Constructor cleanup

pandas-dev · jreback · Oct 25, 2018 · Sep 26, 2018 · Sep 27, 2018 · Sep 27, 2018
commit f3928fbccc88f0462d5fb0b4f8c025dbe96929ba
diff --git a/pandas/core/arrays/period.py b/pandas/core/arrays/period.py
@@ -153,8 +153,8 @@ def __init__(self, values, freq=None, copy=False):
  values = values.values
 
  if isinstance(values, type(self)):
- if freq is not None:
- raise TypeError("Cannot pass 'freq' and a 'PeriodArray'.")
+ if freq is not None and freq != values.freq:
+ raise TypeError("freq does not match")
  values, freq = values._data, values.freq
 
  values = np.array(values, dtype='int64', copy=copy)
@@ -164,100 +164,6 @@ def __init__(self, values, freq=None, copy=False):
  freq = Period._maybe_convert_freq(freq)
  self._dtype = PeriodDtype(freq)
 
- @classmethod
- def _complex_new(cls, data=None, ordinal=None, freq=None, start=None,
- end=None, periods=None, tz=None, dtype=None, copy=False,
- **fields):
- from pandas import PeriodIndex, DatetimeIndex, Int64Index
-
- # copy-pase from PeriodIndex.__new__ with slight adjustments.
- #
- # - removed all uses of name
-
- # TODO: move fields validation to range init
- valid_field_set = {'year', 'month', 'day', 'quarter',
- 'hour', 'minute', 'second'}
-
- if not set(fields).issubset(valid_field_set):
- raise TypeError('__new__() got an unexpected keyword argument {}'.
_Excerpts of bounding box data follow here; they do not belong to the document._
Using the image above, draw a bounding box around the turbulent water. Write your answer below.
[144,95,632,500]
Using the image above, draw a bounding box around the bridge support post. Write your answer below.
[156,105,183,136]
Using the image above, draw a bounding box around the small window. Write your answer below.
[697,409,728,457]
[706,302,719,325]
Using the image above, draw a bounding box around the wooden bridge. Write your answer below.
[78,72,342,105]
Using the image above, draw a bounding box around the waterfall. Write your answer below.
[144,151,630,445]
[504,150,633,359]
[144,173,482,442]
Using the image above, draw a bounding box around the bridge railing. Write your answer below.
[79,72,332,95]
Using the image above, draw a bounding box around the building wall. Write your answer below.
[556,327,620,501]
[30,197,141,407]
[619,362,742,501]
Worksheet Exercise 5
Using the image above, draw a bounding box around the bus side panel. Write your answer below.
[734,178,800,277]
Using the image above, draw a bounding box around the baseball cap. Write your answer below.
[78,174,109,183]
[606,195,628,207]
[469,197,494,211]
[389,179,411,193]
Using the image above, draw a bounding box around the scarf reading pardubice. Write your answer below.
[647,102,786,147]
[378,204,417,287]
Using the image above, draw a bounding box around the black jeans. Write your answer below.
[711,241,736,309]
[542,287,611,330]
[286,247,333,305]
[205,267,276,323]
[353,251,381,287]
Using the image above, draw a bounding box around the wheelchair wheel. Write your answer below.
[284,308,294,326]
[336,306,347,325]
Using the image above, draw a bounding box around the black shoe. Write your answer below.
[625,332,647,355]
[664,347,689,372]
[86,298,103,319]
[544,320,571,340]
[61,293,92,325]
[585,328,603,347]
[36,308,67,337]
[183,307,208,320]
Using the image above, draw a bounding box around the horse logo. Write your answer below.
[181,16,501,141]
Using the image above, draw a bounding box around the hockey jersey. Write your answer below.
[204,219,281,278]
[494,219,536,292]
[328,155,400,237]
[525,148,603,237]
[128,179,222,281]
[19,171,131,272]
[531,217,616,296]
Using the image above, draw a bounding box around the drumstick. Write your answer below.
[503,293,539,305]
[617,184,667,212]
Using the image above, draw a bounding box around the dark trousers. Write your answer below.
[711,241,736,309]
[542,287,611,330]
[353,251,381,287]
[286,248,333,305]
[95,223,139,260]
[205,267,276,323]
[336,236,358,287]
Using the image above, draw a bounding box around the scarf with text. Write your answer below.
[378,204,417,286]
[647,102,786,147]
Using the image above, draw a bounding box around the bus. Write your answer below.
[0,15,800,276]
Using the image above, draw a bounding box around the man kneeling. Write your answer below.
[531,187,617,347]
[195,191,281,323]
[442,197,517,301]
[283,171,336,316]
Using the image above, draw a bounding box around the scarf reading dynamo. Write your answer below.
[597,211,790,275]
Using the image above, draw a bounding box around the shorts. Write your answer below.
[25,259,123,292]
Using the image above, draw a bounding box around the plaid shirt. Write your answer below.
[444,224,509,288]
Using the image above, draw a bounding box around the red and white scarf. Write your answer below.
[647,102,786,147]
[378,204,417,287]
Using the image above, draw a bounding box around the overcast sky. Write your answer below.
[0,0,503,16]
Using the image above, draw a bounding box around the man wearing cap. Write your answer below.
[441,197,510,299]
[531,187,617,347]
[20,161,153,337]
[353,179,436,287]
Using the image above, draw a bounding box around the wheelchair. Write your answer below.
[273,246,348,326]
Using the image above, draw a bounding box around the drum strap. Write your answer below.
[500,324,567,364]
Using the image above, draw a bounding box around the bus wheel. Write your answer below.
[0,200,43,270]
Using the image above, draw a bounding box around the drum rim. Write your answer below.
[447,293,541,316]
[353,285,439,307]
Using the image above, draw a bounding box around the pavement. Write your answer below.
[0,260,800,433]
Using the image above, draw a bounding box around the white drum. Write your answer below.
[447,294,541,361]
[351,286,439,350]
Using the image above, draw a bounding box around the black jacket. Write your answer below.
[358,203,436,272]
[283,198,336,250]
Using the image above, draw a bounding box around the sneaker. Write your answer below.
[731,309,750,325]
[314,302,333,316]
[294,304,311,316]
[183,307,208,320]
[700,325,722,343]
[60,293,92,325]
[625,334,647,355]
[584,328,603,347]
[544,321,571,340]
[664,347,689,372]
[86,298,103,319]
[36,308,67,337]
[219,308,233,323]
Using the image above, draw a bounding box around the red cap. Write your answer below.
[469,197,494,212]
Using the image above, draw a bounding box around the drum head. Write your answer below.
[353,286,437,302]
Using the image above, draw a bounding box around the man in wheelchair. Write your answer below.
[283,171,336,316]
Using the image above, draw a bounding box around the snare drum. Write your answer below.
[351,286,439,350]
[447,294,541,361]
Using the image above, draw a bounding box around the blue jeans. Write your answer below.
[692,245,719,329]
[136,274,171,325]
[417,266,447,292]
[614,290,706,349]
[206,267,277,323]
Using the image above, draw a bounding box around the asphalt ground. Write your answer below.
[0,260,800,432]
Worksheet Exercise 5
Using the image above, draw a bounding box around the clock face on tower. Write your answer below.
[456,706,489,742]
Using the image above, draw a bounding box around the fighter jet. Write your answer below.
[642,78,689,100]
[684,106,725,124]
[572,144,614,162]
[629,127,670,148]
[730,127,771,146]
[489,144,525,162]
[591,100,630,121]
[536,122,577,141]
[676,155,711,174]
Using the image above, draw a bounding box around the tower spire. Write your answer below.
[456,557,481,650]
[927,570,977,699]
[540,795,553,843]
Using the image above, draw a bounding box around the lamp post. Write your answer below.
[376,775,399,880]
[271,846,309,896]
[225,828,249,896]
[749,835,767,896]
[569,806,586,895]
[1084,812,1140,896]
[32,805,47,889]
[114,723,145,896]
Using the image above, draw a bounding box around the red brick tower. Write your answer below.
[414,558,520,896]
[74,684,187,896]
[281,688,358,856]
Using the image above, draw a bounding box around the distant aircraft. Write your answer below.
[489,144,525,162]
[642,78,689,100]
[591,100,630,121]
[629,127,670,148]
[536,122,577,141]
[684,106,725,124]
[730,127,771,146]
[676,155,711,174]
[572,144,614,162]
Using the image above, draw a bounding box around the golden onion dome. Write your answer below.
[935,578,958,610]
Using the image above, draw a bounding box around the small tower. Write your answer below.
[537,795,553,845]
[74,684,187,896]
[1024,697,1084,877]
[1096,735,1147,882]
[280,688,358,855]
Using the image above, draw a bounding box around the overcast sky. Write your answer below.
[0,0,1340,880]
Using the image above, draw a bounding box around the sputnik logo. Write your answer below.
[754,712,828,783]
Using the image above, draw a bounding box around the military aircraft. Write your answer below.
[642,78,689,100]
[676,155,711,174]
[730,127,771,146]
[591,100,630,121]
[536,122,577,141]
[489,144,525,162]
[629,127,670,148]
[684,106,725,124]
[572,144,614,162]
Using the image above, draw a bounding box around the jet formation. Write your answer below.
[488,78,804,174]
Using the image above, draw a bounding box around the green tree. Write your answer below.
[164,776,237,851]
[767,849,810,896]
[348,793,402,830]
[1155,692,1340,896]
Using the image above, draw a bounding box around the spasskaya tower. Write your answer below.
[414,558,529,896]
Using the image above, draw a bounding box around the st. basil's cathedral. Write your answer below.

- format(list(set(fields) - valid_field_set)[0]))
-
- if periods is not None:
- if is_float(periods):
- periods = int(periods)
- elif not is_integer(periods):
- msg = 'periods must be a number, got {periods}'
- raise TypeError(msg.format(periods=periods))
-
- periods = dtl.validate_periods(periods)
-
- if dtype is not None:
- dtype = pandas_dtype(dtype)
- if not is_period_dtype(dtype):
- raise ValueError('dtype must be PeriodDtype')
- if freq is None:
- freq = dtype.freq
- elif freq != dtype.freq:
- msg = 'specified freq and dtype are different'
- raise IncompatibleFrequency(msg)
-
- # coerce freq to freq object, otherwise it can be coerced elementwise
- # which is slow
- if freq:
- freq = Period._maybe_convert_freq(freq)
-
- if data is None:
- if ordinal is not None:
- data = np.asarray(ordinal, dtype=np.int64)
- else:
- data, freq = cls._generate_range(start, end, periods,
- freq, fields)
- return cls(data, freq=freq)
-
- if isinstance(data, (cls, PeriodIndex)):
- if freq is None or freq == data.freq: # no freq change
- freq = data.freq
- data = data._ndarray_values
- else:
- base1, _ = _gfc(data.freq)
- base2, _ = _gfc(freq)
- data = libperiod.period_asfreq_arr(data._ndarray_values,
- base1, base2, 1)
- if copy:
- data = data.copy()
- return cls(data, freq=freq)
-
- # not array / index
- if not isinstance(data, (np.ndarray, PeriodIndex,
- DatetimeIndex, Int64Index)):
- if is_scalar(data):
- raise TypeError('{0}(...) must be called with a '
- 'collection of some '
- 'kind, {1} was passed'.format(cls.__name__,
- repr(data)))
-
- # other iterable of some kind
- if not isinstance(data, (list, tuple)):
- data = list(data)
-
- data = np.asarray(data)
-
- # datetime other than period
- if is_datetime64_dtype(data.dtype):
- data = dt64arr_to_periodarr(data, freq, tz)
- return cls(data, freq=freq)
-
- # check not floats
- if lib.infer_dtype(data) == 'floating' and len(data) > 0:
- raise TypeError("PeriodIndex does not allow "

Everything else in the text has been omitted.